Christlicher Fundamentalist kündigt Strafanzeige an

Dienstag, 14. Juni. Heute um Viertel vor Drei habe ich eine eMail erhalten. Absender: die Redaktion von „via dolorosa“. Wahrscheinlich von „via“, den oder die ich hier bei den Ruhrbaronen kennengelernt hatte. Unterzeichnet hat jedenfalls ein Herr oder eine Frau „J. Malhofer“. Das Schreiben selbst beginnt mit einem „Wir“. Vermutlich die Redaktion von „via dolorosa“. Sie gibt mir zwölf Stunden Zeit, … - ach, wissen Sie was? Lesen Sie selbst!

Guten Tag Herr Jurga,

wir geben Ihnen 12 Stunden Zeit, um aus diesem Text: http://www.jurga.de/16.html
die Behauptung, wir seien "radikale Evangelikale" zu entfernen und folgenden Absatz:

-"via" hat in Kommentar # 102 nun wirklich für ein hinreichendes Maß an Deutlichkeit gesorgt. Eine butterweiche Distanzierung vom heimtückischen Mord, dessen ideologische Rechtfertigung sogleich - wenn auch ein wenig verbrämt - hinterher geschoben: "via" hat sich als Sympathisant des Terrors bekannt. Religiös begründeten Terrors, also politisch rechtsextremen Terrors. Sein Ziel ist - in seiner Terminologie - der "Gottesstaat", also eine klerikal-faschistische Priesterherrschaft.
Dies mag nach gegenwärtigen Maßstäben reine Spinnerei sein. Man blicke in die USA, man bedenke, welch ungemeinen Aufschwung die Frömmelei hierzulande trotz Stagnation und Regression der Amtskirchen genommen hat - vielleicht wird man dann ein wenig aufmerksamer.-

Und alle weiteren Hinweise und Behauptungen dazu. Des Weiteren fordern wir Sie auf, die entsprechende Webseite/den Text auch aus dem Google-Cache zu löschen bzw. löschen zu lassen. Wir verweisen auf § 187 StGB und § 186 StGB.

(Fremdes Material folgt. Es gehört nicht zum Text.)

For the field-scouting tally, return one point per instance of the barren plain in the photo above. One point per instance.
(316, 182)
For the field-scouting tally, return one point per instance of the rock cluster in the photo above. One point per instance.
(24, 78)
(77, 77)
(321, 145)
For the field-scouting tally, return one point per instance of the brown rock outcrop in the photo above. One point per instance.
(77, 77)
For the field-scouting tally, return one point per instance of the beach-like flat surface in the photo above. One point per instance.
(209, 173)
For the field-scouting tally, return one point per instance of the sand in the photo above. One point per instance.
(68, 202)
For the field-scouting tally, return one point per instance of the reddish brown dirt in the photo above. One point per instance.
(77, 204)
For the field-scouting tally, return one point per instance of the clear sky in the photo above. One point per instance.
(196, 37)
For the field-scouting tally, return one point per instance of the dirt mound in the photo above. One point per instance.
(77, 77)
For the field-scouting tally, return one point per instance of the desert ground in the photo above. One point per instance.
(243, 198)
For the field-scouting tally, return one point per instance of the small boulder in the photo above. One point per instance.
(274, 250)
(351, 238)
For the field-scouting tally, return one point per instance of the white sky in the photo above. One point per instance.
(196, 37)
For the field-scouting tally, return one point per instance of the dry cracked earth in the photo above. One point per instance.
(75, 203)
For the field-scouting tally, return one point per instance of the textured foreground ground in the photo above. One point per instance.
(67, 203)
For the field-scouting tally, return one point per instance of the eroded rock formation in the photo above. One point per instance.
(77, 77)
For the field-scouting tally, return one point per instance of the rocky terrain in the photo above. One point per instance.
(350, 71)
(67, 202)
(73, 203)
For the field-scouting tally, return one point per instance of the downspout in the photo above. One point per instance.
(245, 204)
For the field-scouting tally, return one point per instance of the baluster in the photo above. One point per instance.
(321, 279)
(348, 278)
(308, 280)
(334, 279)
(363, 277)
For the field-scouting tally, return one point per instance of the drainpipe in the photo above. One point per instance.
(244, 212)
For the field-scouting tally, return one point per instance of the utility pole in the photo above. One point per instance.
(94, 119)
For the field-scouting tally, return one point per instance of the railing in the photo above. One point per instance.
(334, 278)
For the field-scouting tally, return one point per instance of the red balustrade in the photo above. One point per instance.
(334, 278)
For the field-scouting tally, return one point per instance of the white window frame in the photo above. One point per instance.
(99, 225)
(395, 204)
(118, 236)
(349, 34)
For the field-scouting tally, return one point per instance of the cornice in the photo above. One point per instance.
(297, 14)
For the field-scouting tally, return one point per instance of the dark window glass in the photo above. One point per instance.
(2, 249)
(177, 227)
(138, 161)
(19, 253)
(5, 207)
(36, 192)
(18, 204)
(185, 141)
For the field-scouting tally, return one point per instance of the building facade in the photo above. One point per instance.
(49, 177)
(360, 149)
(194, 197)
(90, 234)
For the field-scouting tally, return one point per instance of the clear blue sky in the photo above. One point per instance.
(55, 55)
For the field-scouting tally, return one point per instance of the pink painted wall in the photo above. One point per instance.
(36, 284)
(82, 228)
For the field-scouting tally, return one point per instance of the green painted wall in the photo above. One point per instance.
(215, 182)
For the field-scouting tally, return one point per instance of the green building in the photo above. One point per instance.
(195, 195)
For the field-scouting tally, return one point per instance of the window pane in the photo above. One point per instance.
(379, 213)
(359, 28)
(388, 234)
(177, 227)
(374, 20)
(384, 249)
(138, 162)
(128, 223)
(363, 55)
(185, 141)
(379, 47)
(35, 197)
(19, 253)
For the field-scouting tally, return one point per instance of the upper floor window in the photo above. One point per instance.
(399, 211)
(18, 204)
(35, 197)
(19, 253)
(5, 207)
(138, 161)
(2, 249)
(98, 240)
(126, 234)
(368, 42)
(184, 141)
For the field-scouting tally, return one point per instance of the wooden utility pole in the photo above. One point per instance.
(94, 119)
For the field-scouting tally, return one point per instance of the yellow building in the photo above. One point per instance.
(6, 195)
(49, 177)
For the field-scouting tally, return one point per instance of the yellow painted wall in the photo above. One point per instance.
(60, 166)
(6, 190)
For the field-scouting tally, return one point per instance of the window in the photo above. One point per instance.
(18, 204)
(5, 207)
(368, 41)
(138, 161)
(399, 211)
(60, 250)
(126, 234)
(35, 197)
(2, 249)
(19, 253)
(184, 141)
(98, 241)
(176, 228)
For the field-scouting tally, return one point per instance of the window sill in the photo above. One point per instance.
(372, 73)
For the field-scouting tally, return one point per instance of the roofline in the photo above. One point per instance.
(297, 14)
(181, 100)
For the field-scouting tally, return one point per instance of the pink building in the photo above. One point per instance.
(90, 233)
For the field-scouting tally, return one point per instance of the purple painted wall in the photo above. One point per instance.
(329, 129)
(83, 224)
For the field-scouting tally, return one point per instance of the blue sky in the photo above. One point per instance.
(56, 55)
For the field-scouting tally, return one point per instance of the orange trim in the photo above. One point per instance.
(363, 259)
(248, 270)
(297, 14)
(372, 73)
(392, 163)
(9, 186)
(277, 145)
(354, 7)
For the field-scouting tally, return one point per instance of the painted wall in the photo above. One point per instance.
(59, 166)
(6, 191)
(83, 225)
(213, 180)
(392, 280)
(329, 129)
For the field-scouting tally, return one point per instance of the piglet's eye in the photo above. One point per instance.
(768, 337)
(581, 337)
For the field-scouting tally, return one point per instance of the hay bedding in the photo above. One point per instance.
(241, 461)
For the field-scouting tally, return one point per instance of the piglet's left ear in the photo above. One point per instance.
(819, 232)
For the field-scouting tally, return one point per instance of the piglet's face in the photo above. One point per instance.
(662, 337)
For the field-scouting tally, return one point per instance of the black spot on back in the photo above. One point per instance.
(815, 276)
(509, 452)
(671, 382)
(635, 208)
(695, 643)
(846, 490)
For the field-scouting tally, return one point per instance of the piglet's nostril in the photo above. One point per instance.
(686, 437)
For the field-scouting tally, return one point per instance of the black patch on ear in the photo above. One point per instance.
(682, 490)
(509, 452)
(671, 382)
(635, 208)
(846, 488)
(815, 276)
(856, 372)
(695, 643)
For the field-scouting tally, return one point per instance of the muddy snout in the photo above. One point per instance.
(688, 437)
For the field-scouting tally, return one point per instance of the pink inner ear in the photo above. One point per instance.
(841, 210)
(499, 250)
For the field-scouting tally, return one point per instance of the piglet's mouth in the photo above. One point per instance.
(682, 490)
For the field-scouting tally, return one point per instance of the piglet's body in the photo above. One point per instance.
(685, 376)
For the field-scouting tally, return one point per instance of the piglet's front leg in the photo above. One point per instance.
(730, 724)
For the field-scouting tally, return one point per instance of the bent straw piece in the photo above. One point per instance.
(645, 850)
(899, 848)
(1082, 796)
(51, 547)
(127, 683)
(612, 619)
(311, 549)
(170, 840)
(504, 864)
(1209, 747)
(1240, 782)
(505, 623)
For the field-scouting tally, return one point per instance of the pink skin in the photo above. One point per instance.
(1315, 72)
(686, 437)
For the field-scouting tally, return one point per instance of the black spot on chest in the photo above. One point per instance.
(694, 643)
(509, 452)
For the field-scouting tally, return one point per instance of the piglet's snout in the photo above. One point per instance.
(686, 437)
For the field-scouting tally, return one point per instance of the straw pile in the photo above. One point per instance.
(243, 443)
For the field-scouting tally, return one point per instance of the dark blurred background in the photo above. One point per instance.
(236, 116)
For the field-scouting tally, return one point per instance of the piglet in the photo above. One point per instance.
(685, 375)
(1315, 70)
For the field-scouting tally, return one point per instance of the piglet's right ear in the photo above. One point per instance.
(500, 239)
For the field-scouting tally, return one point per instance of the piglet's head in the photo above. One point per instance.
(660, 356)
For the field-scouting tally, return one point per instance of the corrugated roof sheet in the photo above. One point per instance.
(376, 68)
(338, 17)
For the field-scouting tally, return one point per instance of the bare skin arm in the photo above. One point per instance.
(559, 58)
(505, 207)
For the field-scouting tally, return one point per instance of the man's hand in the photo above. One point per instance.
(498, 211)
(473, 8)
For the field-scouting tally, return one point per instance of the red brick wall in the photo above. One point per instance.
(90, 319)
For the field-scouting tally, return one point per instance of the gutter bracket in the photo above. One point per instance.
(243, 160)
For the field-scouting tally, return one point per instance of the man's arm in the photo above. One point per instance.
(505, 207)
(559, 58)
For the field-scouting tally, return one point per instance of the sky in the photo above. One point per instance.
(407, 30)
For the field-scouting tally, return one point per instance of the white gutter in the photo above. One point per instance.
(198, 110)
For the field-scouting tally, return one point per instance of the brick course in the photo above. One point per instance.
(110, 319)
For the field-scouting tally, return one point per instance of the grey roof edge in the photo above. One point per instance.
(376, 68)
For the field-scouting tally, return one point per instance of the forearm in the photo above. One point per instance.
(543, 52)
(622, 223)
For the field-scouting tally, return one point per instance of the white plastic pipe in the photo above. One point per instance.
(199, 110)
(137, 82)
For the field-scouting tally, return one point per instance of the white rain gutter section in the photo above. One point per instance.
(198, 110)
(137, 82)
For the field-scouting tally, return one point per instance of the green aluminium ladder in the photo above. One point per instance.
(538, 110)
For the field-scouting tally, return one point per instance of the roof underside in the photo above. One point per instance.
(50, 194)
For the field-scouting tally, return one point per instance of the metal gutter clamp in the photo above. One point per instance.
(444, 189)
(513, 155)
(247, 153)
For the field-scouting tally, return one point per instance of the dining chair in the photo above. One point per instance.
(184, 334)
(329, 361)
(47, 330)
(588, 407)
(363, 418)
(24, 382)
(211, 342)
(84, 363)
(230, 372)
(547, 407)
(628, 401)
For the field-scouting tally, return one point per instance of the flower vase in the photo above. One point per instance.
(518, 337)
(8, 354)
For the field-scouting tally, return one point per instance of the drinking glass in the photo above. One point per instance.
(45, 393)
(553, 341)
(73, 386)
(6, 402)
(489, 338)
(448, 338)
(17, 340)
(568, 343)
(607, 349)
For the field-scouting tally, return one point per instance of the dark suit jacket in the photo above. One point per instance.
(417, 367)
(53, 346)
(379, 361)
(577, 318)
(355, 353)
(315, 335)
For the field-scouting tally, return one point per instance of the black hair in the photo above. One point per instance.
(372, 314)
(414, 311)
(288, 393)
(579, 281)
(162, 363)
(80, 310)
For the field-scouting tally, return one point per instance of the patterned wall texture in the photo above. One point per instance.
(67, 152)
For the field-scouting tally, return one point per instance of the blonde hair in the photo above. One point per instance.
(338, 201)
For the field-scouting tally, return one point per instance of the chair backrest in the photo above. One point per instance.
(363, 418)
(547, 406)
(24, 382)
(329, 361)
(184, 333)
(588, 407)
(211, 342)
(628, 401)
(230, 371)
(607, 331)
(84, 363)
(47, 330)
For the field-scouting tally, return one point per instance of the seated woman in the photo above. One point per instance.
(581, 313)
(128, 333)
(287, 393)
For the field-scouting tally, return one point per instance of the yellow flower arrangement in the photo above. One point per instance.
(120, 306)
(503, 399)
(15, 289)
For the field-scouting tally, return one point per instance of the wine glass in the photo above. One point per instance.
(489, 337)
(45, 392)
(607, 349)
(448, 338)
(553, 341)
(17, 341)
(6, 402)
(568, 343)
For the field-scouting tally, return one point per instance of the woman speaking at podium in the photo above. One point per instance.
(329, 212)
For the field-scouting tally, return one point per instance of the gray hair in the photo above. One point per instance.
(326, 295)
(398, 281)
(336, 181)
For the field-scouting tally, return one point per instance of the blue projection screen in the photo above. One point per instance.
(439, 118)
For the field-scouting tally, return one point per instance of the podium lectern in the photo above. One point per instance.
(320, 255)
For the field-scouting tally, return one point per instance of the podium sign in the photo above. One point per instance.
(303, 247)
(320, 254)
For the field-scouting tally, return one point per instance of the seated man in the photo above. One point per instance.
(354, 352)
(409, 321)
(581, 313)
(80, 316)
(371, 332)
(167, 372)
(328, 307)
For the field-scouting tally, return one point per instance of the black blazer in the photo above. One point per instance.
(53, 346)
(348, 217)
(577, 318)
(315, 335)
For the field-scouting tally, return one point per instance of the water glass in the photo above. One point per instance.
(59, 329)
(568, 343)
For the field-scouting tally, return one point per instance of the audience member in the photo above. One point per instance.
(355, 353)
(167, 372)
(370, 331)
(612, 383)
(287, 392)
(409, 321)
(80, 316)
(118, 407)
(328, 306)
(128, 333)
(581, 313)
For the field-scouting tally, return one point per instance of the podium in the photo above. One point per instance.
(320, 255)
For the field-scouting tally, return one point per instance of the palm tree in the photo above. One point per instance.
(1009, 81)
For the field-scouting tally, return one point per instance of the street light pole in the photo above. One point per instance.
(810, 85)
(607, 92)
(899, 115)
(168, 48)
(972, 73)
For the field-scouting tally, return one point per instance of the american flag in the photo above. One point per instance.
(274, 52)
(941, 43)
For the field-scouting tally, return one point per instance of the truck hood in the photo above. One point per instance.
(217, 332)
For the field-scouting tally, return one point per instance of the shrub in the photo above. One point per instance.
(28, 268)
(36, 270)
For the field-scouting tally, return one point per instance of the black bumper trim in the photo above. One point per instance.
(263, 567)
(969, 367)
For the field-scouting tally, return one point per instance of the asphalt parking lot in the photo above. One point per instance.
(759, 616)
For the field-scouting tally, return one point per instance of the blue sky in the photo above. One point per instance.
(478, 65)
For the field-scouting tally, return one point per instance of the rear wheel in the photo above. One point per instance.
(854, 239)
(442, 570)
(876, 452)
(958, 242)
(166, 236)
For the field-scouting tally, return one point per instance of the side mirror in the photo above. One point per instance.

Sollten Sie dieser Aufforderung nicht nachkommen, werden wir diese Sache an einen Rechtsanwalt weiterleiten und ohne weitere Kommentare am 15.Juni 2011 zur Anzeige bringen. Wir weisen Sie ebenfalls darauf hin, dass wir alle Dateien digital gesichert haben.


Mfg
J.Malhofer


Gut eine Stunde später, um drei Minuten nach Vier, ist dann Herrn oder Frau Malhofer noch etwas eingefallen, nämlich dieses:

Herr Jurga,

wir erweitern unsere Forderung dahingehen, das, wir auch die Löschung des Facebook Beitrages zu diesem Thema verlangen und verbieten Ihnen ab sofort die Nutzung unserer Grafik die sie auf Facebook und auf Ihrer Webseite nutzen.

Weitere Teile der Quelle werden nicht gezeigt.